Making our presence felt

It seems that our postal services are in for a drastic shake-up. Detailed above are two strands of this. Firstly, there is the reorganisation announced by Consignia to turn round the loss-making aspects of their activities. Secondly, there are the plans of POSTCOMM (the Postal Services Commission) to gradually expose Consignia to competition in its present monopoly market.

In the first part there has been no visible involvement by consumers of postal services. The Editor suspects that the new postal watchdog, the Consumer Council for Postal Services, known rather cleverly as POSTWATCH, has been involved, but there has been no attempt that he is aware of, to tell the users of postal services whether POSTWATCH agrees with what Consignia is doing, has raised objections, or has been ignored. There is no line of communication between ourselves and POSTWATCH.

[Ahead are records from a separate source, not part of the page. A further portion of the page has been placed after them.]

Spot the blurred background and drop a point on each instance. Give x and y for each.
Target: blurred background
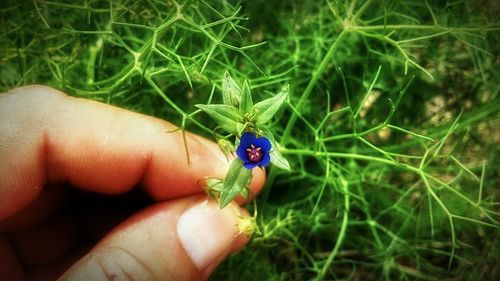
(391, 128)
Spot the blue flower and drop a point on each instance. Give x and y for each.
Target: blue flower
(253, 151)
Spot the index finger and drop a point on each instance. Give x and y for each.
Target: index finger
(46, 136)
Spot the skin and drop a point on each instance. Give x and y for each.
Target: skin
(82, 181)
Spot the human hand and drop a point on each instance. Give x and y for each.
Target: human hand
(49, 141)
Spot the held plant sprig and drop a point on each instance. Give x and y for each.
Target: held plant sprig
(254, 143)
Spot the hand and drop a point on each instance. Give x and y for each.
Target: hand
(57, 153)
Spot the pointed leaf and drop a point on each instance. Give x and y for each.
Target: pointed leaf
(231, 93)
(276, 158)
(226, 116)
(236, 181)
(268, 107)
(279, 161)
(246, 105)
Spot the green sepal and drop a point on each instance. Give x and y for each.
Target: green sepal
(231, 92)
(276, 158)
(267, 108)
(236, 181)
(246, 105)
(240, 127)
(214, 187)
(226, 116)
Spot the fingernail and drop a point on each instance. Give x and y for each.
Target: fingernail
(205, 231)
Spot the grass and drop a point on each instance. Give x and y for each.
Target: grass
(391, 127)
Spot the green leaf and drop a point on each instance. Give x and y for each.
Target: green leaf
(276, 158)
(226, 116)
(231, 93)
(236, 181)
(268, 107)
(246, 105)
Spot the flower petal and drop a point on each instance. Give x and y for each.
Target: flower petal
(242, 153)
(250, 165)
(264, 143)
(247, 139)
(266, 158)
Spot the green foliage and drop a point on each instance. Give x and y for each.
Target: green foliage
(236, 180)
(390, 125)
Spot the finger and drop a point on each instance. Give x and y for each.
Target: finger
(178, 240)
(47, 136)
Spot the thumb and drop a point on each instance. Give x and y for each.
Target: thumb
(182, 239)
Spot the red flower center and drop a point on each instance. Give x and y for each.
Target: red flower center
(254, 153)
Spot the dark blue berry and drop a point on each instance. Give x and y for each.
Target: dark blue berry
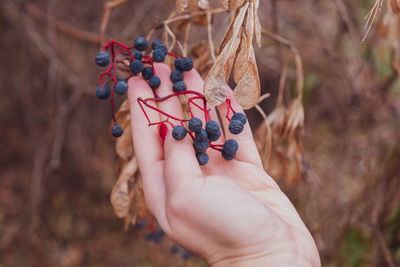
(212, 127)
(202, 158)
(179, 87)
(156, 43)
(121, 87)
(214, 137)
(140, 224)
(102, 59)
(159, 55)
(179, 132)
(187, 64)
(163, 48)
(195, 124)
(240, 116)
(200, 146)
(230, 147)
(178, 63)
(236, 126)
(138, 55)
(116, 131)
(183, 64)
(201, 135)
(228, 157)
(187, 255)
(103, 92)
(154, 82)
(158, 236)
(149, 236)
(175, 249)
(141, 44)
(176, 76)
(137, 66)
(147, 73)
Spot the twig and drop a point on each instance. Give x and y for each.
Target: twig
(267, 151)
(297, 58)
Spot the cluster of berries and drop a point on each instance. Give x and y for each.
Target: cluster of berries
(203, 138)
(137, 60)
(142, 64)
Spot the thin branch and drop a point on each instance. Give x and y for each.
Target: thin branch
(297, 58)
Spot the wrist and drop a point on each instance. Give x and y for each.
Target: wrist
(264, 260)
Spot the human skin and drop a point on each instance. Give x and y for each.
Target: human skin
(231, 213)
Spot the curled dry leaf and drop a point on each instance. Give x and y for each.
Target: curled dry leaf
(203, 4)
(224, 3)
(248, 89)
(216, 80)
(243, 54)
(201, 57)
(193, 5)
(181, 5)
(237, 56)
(235, 4)
(122, 192)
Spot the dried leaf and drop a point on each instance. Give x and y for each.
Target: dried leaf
(181, 5)
(201, 57)
(215, 85)
(121, 194)
(242, 57)
(235, 4)
(203, 4)
(294, 117)
(257, 27)
(228, 34)
(248, 89)
(193, 5)
(234, 29)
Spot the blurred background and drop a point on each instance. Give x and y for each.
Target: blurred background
(58, 162)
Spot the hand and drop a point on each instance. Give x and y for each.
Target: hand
(228, 212)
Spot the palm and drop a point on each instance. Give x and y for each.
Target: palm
(222, 209)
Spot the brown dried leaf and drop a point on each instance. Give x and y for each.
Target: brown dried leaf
(203, 4)
(242, 57)
(181, 5)
(122, 193)
(201, 57)
(248, 89)
(215, 85)
(235, 4)
(224, 3)
(257, 27)
(235, 27)
(193, 5)
(294, 117)
(228, 34)
(215, 82)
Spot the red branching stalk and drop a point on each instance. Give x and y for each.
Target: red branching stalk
(118, 48)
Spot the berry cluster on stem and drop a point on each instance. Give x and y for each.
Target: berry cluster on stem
(142, 64)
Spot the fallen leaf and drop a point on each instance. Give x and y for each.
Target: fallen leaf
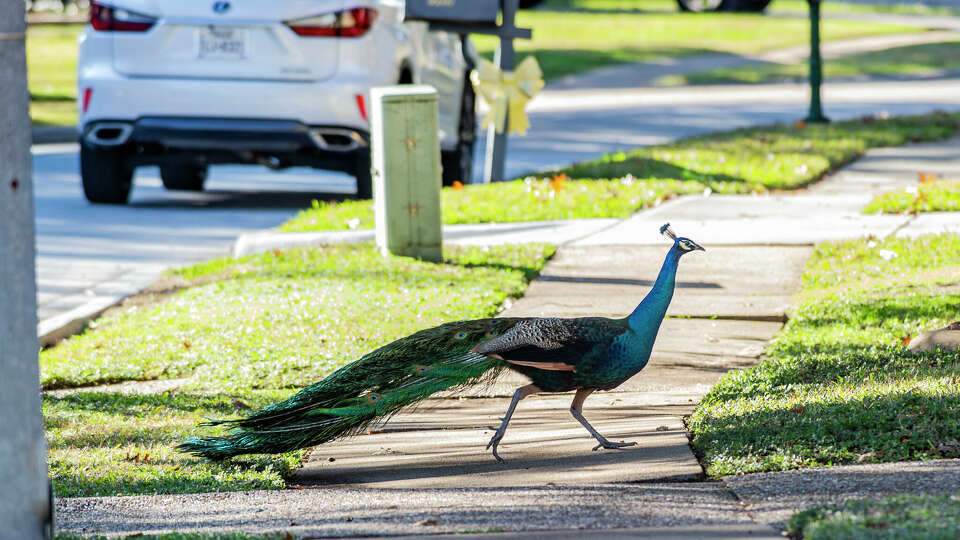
(926, 178)
(557, 182)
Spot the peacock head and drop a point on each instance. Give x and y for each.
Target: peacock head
(681, 244)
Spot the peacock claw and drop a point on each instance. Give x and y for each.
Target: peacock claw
(495, 442)
(612, 446)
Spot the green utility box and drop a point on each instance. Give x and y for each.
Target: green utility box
(406, 171)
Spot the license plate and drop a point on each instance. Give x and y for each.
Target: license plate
(221, 43)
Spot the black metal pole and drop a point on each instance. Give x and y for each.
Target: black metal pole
(816, 69)
(496, 154)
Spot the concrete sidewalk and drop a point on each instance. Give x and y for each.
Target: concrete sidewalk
(427, 472)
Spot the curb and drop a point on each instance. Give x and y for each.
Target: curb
(54, 134)
(56, 328)
(560, 232)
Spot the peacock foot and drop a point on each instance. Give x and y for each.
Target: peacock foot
(611, 446)
(495, 442)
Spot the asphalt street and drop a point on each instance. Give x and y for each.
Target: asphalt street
(90, 254)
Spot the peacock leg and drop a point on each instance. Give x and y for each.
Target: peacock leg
(575, 409)
(521, 393)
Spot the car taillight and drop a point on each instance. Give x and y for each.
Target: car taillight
(347, 23)
(87, 93)
(110, 19)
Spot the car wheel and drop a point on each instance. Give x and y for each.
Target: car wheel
(752, 6)
(458, 164)
(364, 177)
(186, 177)
(701, 6)
(105, 175)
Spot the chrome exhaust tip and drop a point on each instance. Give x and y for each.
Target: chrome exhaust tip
(336, 139)
(109, 133)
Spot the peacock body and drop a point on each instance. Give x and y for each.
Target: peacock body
(557, 354)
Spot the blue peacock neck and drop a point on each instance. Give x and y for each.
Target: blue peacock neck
(646, 318)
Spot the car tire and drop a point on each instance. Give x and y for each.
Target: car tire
(184, 177)
(458, 164)
(105, 175)
(702, 6)
(364, 176)
(749, 6)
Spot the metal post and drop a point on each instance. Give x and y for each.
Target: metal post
(816, 73)
(406, 171)
(25, 501)
(495, 158)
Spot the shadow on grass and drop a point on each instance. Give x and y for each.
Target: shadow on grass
(142, 405)
(896, 426)
(646, 168)
(826, 364)
(561, 62)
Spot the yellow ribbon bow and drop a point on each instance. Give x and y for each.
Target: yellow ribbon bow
(508, 91)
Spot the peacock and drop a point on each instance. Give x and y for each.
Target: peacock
(583, 354)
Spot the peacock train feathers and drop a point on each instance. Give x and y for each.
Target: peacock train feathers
(374, 387)
(558, 355)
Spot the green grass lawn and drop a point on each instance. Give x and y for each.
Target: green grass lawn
(837, 385)
(617, 185)
(940, 196)
(52, 73)
(246, 333)
(902, 517)
(566, 42)
(926, 60)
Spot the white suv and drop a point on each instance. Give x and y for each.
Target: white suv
(185, 84)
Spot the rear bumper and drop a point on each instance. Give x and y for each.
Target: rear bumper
(276, 143)
(117, 97)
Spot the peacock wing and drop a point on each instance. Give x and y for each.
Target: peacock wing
(554, 343)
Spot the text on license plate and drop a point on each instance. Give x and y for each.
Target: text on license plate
(221, 43)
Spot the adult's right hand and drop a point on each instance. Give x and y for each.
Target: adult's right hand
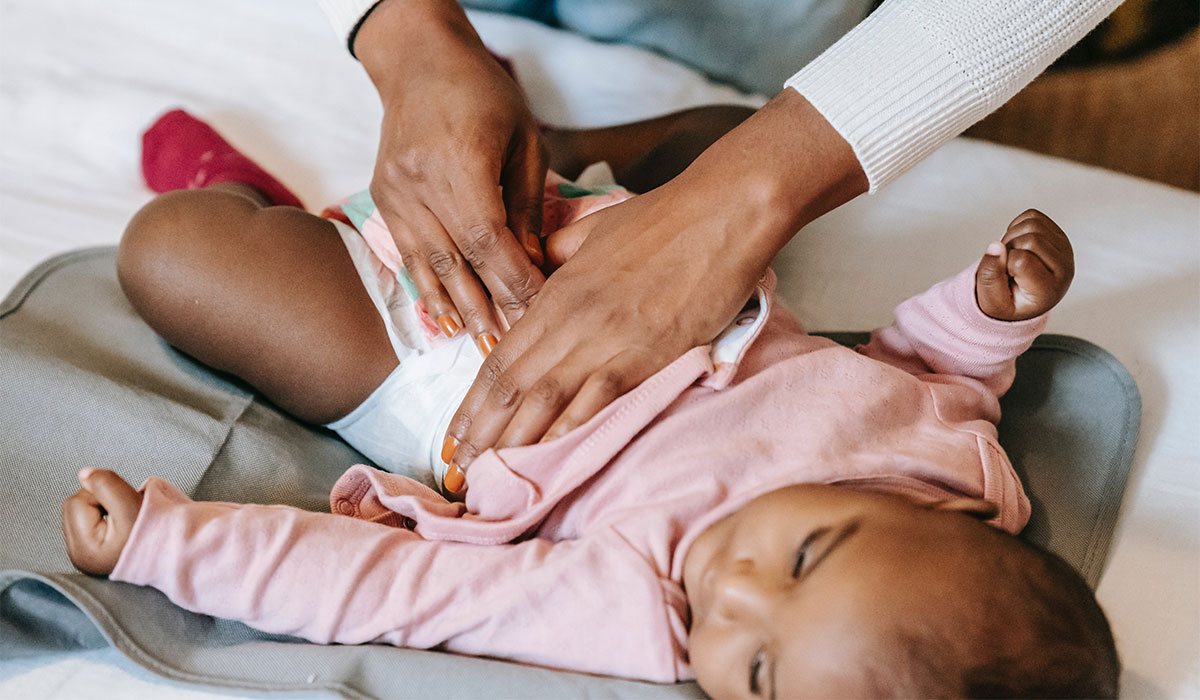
(461, 168)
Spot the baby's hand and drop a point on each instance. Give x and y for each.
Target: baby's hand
(97, 520)
(1027, 271)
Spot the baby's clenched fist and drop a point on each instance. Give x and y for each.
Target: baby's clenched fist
(1027, 271)
(97, 520)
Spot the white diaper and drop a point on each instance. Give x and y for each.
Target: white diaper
(401, 424)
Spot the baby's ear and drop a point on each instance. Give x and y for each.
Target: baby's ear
(976, 508)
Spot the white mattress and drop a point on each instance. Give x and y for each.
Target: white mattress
(78, 82)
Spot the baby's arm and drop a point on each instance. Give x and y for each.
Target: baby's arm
(978, 322)
(589, 604)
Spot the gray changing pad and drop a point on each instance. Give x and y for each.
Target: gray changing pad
(83, 382)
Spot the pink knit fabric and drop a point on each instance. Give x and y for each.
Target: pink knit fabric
(570, 554)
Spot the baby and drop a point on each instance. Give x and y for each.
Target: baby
(772, 514)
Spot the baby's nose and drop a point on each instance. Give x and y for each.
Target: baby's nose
(743, 594)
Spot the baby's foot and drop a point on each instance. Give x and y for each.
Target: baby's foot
(179, 151)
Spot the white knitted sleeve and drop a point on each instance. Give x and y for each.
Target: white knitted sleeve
(918, 72)
(345, 15)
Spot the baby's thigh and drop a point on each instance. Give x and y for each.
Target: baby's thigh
(267, 294)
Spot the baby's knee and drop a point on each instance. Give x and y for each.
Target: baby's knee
(168, 244)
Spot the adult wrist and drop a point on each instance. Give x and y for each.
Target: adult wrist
(780, 169)
(397, 36)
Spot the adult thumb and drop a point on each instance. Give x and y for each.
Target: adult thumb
(522, 185)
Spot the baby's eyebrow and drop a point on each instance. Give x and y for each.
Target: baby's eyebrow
(839, 538)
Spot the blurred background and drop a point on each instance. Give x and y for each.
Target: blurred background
(1127, 97)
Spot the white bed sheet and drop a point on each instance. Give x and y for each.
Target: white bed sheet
(78, 82)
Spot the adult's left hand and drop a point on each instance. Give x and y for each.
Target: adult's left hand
(655, 276)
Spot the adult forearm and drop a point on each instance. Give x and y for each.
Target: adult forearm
(768, 178)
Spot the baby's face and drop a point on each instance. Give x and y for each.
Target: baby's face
(790, 593)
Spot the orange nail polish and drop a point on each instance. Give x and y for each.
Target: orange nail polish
(449, 325)
(448, 446)
(455, 479)
(534, 249)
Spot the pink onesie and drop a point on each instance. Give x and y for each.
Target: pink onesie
(569, 554)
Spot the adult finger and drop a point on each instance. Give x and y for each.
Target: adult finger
(460, 281)
(600, 389)
(541, 406)
(522, 185)
(474, 214)
(498, 393)
(433, 297)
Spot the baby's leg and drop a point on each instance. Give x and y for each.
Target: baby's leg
(267, 293)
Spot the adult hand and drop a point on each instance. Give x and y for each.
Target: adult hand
(97, 520)
(655, 276)
(461, 168)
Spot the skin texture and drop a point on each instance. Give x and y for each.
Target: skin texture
(161, 233)
(1029, 271)
(609, 318)
(790, 592)
(461, 165)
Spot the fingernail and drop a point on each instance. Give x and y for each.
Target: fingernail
(449, 325)
(534, 249)
(448, 446)
(454, 479)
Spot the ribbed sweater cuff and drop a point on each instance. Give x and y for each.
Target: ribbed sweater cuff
(891, 91)
(345, 16)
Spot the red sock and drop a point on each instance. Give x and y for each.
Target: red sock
(183, 153)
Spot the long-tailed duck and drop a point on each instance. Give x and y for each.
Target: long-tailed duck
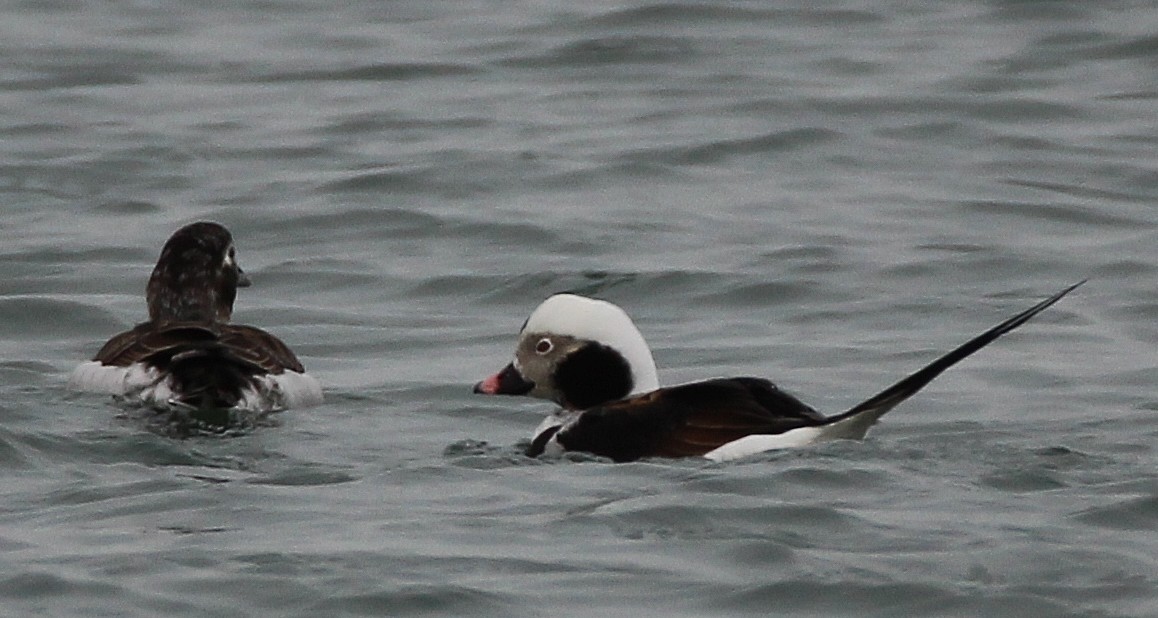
(587, 357)
(188, 358)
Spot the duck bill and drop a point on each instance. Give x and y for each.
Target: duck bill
(506, 382)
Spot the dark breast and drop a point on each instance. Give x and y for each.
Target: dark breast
(687, 420)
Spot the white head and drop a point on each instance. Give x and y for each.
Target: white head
(578, 352)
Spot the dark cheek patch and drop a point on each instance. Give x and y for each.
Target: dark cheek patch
(592, 375)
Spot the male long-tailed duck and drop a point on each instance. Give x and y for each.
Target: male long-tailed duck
(587, 357)
(189, 358)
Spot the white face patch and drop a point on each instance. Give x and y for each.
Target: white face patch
(601, 322)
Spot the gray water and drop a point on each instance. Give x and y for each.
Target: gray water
(828, 195)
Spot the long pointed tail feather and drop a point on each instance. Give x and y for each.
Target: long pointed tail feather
(854, 424)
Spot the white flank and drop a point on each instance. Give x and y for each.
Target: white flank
(92, 376)
(752, 444)
(143, 384)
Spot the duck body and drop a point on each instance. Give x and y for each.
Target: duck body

In the second part, POSTCOMM has kept us and other interested parties informed as to their proposals for competition. We were among a number of bodies invited to attend the seminar about them and we shall be making our views known. It is just as well, however, that we took an interest because actual consumers of postal services (apart from POSTWATCH, about whose effectiveness I have still to be convinced) were a bit thin on the ground at the seminar.

There are two important points here. The first is that there are dozens of consultation papers to which we should be making responses. There are numerous seminars, discussion groups and other meetings which we should be attending. This is because we really are the only grass roots organisation and it is very important that we make our voice heard. We do remarkably well considering how limited are our resources, but we could be much more efficient if our long discussed communications linkup was actually started.

The second point is about recognition. One gets the feeling that the Consumer Council for Postal Services is not interested in telling us (or anybody?) how they are looking after our interests. To whom are they accountable? We are ignored in other quarters as being small and insignificant. Small, yes, insignificant, I don't think so. But we are not making our presence felt.

We should now be a much stronger organisation with the influx of members from Consumer Congress but, so far, I have seen little involvement from them. We must, somehow, gather our resources together and make them all count.